2010-07-14 Thread Andrew Miles
I figured this one out.  I'm sending the solution back to the help  
list so that there is a record of how to deal with this problem, since  
it does not seem to be documented elsewhere.


The mi.info object that you pass to the the mi() function contains a  
value called params which allows you to set the parameters used in  
each imputation model.  If you access it like so


info=mi.info(impute.data)
info[[min.func]]$params

you are presented with a matrix showing a value for only two  
parameters that are passed to every model, n.iter and draw.from.beta.
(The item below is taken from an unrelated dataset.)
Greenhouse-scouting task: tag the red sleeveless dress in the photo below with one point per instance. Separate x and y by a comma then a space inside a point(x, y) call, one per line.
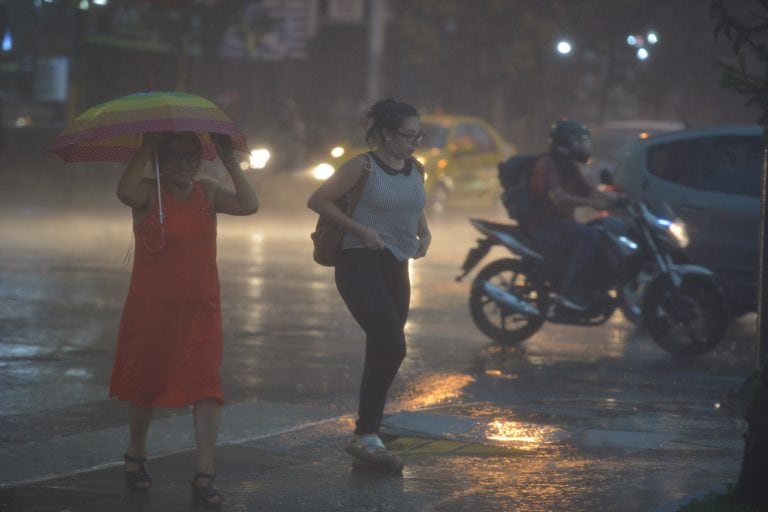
point(170, 340)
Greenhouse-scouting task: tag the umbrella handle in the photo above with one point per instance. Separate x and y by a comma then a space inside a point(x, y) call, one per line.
point(159, 195)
You can add any other parameters that you want like so:

info[[min.func]]$params$MaxNWts=3000

This will add the parameter MaxNWts to the min.func model.  This seems  
to have solved the problem I outlined below.


Andrew Miles


On Jul 14, 2010, at 10:33 AM, Andrew Miles wrote:

I am trying to use the mi package to impute data, but am running  
into problems with the functions it calls.
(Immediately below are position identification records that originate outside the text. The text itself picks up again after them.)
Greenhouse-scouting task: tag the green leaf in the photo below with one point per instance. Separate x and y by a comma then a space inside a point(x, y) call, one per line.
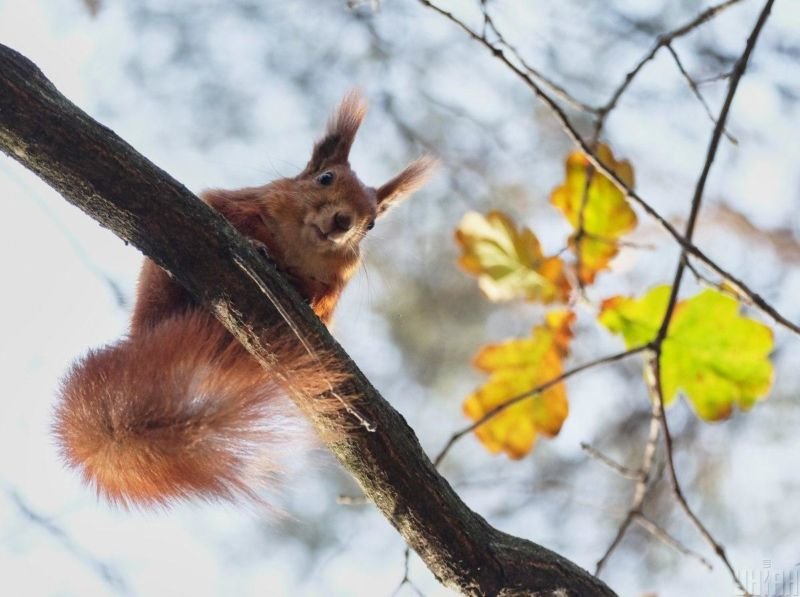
point(712, 355)
point(509, 264)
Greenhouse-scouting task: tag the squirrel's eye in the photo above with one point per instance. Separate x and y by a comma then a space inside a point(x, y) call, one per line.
point(325, 179)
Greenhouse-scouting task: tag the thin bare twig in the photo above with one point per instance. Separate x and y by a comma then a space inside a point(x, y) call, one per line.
point(556, 89)
point(533, 391)
point(111, 577)
point(696, 91)
point(640, 489)
point(622, 471)
point(663, 536)
point(661, 42)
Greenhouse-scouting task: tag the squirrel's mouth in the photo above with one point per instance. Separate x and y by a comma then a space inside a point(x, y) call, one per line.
point(320, 235)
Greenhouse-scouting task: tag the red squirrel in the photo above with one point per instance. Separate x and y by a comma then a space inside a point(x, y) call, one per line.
point(178, 409)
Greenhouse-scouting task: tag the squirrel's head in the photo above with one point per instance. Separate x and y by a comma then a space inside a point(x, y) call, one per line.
point(338, 209)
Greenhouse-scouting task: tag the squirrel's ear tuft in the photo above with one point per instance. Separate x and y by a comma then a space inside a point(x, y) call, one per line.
point(334, 147)
point(404, 184)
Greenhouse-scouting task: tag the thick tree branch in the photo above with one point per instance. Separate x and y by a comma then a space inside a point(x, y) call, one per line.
point(100, 173)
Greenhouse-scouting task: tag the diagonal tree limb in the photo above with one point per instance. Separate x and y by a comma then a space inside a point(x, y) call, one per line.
point(101, 174)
For instance, I am trying to impute a categorical variable called  
min.func.  The mi() function calls the mi.categorical() function  
to deal with this variable, which in turn calls the nnet.default()  
function, and passes it a fixed parameter MaxNWts=1500.  However, as  
you can see below, the min.func variable needs a higher threshold  
than 1500.  Is there a way that I can change the MaxNWts parameter  
that is being sent to nnet.default()?  I've investigated the mi()  
and mi.info() functions and cannot see a way.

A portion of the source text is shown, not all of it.